Figura 3: montagem do sistema de descontaminação de água pelos alunos do Colégio Notre
Dame
Fonte: arquivo pessoal, setembro de 2013
Conclusão
O tema norteador da mostra do conhecimento realizada pelo colégio Notre Dame, foi
pautada nas propostas direcionadas pela UNESCO – ano internacional da cooperação da água.
Nesse sentido, os alunos do sexto e sétimo anos tiveram a oportunidade de expor o percurso do
projeto – estudo do meio, pesquisas temáticas e experimentos científicos do filtro para material
particulado e do sistema de descontaminação da água. Esses experimentos permitiram a
compreensão sobre o manejo e recuperação sustentável de recursos hídricos, assim como, na
participação cidadã de ações que permitam o reconhecimento da real definição do termo
sustentabilidade, onde desenvolvimento econômico das comunidades contemporâneas não
deixou de ser associados com a preservação recursos ambientais (LEFF, 2001).

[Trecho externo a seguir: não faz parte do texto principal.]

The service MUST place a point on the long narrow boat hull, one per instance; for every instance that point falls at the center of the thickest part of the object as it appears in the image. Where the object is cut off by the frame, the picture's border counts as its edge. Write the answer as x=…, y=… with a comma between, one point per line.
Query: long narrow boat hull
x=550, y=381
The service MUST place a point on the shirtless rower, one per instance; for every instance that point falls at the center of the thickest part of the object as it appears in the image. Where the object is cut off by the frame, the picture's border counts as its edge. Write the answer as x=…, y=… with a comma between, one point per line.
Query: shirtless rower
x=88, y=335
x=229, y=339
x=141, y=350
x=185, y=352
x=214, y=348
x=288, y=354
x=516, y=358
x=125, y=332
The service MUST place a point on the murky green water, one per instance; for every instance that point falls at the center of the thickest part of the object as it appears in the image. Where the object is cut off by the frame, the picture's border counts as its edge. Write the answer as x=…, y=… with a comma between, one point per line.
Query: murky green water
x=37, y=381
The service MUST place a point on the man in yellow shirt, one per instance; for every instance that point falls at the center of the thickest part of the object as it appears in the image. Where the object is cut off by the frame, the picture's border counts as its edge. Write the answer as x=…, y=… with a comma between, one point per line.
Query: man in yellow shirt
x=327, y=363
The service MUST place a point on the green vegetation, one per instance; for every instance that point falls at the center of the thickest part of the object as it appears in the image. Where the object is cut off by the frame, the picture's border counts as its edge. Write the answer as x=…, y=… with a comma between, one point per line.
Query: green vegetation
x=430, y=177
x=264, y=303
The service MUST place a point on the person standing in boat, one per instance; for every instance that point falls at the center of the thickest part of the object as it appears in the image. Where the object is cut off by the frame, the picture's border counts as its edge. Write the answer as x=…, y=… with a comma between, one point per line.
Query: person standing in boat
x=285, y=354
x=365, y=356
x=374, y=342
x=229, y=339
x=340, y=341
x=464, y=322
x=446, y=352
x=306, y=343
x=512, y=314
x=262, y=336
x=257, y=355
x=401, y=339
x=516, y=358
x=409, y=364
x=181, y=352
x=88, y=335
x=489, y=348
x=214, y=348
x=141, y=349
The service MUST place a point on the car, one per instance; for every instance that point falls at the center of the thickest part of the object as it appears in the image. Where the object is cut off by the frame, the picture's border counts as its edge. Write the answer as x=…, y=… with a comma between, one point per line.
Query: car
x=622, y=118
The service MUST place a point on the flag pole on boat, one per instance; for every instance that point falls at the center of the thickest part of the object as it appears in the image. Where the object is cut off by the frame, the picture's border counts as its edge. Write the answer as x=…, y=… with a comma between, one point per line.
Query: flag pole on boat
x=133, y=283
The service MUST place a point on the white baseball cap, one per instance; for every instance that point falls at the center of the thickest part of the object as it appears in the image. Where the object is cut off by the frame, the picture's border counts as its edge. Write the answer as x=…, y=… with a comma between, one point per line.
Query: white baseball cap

A conclusão que os alunos chegaram sobre o sistema de descontaminação por meio de
utilização do calor solar e do filtro para material particulado, foi que esses métodos podem
possibilitar a eliminação de micro-organismo e são de fácil confecção e manejo, além de
apresentar um custo baixo para sua implantação tornando-se compatível com a realidade
econômica de várias localidades no Brasil.
A eficácia desses sistemas foi comprovada através da análise microbacteriológica
realizada no laboratório do colégio, porém é importante ressaltar que a desinfecção por luz e
calor não elimina a contaminação química. Os alunos também compreenderam que em países de
clima tropical, ou com incidência de raios solares suficientes, o sistema de descontaminação por
luz e calor é muito eficiente, sendo seu custo restrito ao material utilizado, não produzindo
nenhum tipo de impacto ao meio ambiente. Nesse sentido, esse sistema alternativo de
descontaminação torna-se ideal para comunidades com recursos econômicos limitados e que não
possuem tratamento adequado dos recursos hídricos.

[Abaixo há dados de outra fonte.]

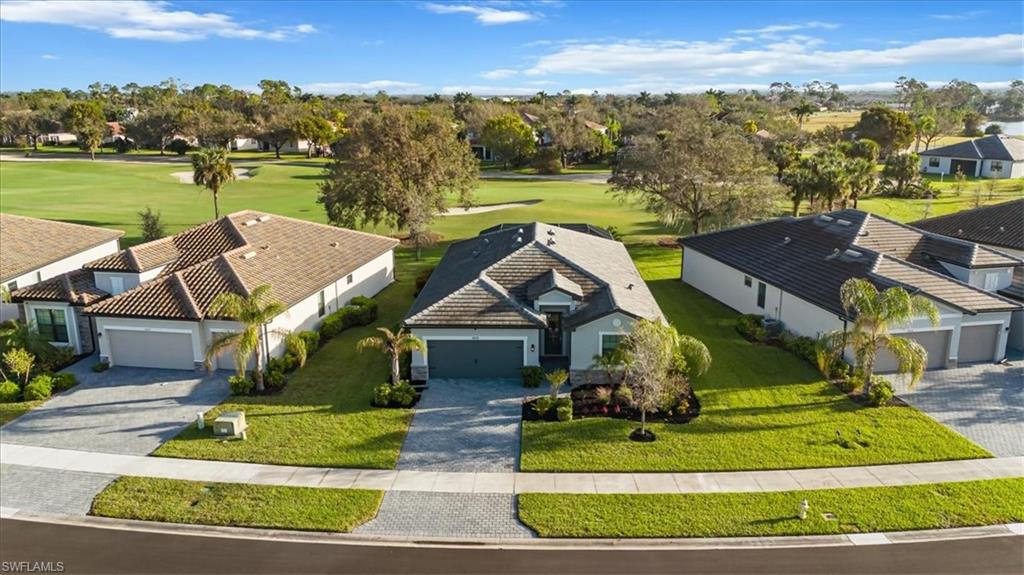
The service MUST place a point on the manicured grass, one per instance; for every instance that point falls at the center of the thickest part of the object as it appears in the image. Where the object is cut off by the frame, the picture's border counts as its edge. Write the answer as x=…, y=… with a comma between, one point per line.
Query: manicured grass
x=323, y=417
x=762, y=408
x=939, y=505
x=10, y=410
x=173, y=500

As produções realizadas dentro desse projeto tiveram como objetivo propor a discussão
sobre o sentido da sustentabilidade ambiental através do enfoque na preservação dos recursos
hídricos. Os sistemas escolhidos como forma alternativa de filtragem e descontaminação de
água, são de fácil execução, baixo custo, mínimo impacto e, alcançaram a funcionalidade
desejada, contemplando de forma efetiva os objetivos pedagógicos propostos pela UNESCO.
Nesse sentido, o projeto desenvolvido pelo corpo docente e discente do Colégio Notre
Dame foi marcado pela pluralidade de seus princípios, destacando o viés ambientalmente
sustentável, a prática científica e a formação participativa e crítica para a cidadania.
Referências
CAVALCANTI, C.(org.) Desenvolvimento e Natureza: estudo para uma sociedade sustentável.
São Paulo: Cortez, 1998.
MORIN Edgar. A cabeça bem-feita: repensar a reforma, reformar o pensamento. 8ª ed. Rio de
Janeiro: Bertrand Brasil; 2003.
PEA UNESCO. Disponível em: <www.peaunesco.com.br>. Acesso março de 2013.

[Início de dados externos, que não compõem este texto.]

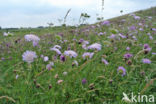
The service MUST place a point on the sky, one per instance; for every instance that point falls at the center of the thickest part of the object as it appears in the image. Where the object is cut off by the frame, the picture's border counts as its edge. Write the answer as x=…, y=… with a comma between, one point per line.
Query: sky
x=33, y=13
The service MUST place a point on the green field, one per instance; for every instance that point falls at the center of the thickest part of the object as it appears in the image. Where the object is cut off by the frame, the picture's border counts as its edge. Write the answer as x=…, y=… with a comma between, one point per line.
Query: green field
x=81, y=80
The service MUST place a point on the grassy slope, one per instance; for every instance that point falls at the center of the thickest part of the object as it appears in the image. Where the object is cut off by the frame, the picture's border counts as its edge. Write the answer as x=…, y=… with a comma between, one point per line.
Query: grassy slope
x=24, y=91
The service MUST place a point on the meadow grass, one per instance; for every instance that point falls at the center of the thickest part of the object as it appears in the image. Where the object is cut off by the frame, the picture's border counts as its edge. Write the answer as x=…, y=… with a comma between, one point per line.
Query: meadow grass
x=104, y=84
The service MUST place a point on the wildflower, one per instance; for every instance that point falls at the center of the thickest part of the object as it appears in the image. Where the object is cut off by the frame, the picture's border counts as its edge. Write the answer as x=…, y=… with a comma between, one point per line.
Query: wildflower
x=154, y=29
x=35, y=43
x=146, y=46
x=29, y=56
x=95, y=46
x=136, y=17
x=81, y=40
x=125, y=98
x=49, y=66
x=56, y=50
x=153, y=53
x=112, y=36
x=17, y=76
x=87, y=55
x=50, y=86
x=129, y=62
x=128, y=55
x=56, y=76
x=59, y=81
x=75, y=63
x=84, y=81
x=150, y=37
x=107, y=23
x=46, y=58
x=42, y=56
x=5, y=34
x=127, y=48
x=57, y=46
x=65, y=73
x=62, y=58
x=101, y=33
x=105, y=61
x=146, y=61
x=122, y=36
x=70, y=53
x=31, y=37
x=122, y=70
x=132, y=28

LEFF, Enrique. Saber ambiental: sustentabilidade, racionalidade, complexidade, poder. Rio de
Janeiro: Vozes, 2001.
Relatório sobre o Desenvolvimento Mundial 2000/2001. Banco Mundial, 2001, págs. 302/303.
REBOUÇAS, Aldo da C. (Coord.) et al. (2002): Aspectos relevantes do problema da água. In:
_____. Águas doces no Brasil: capital ecológico, uso e conservação, 2. ed., São Paulo:
Escrituras. 687-702.
SODIS. Disponível em: <www.sodis.ch/index>. Acesso março de 2013.
WREGE M. A ética da água. InformANDES 2000;(96):12.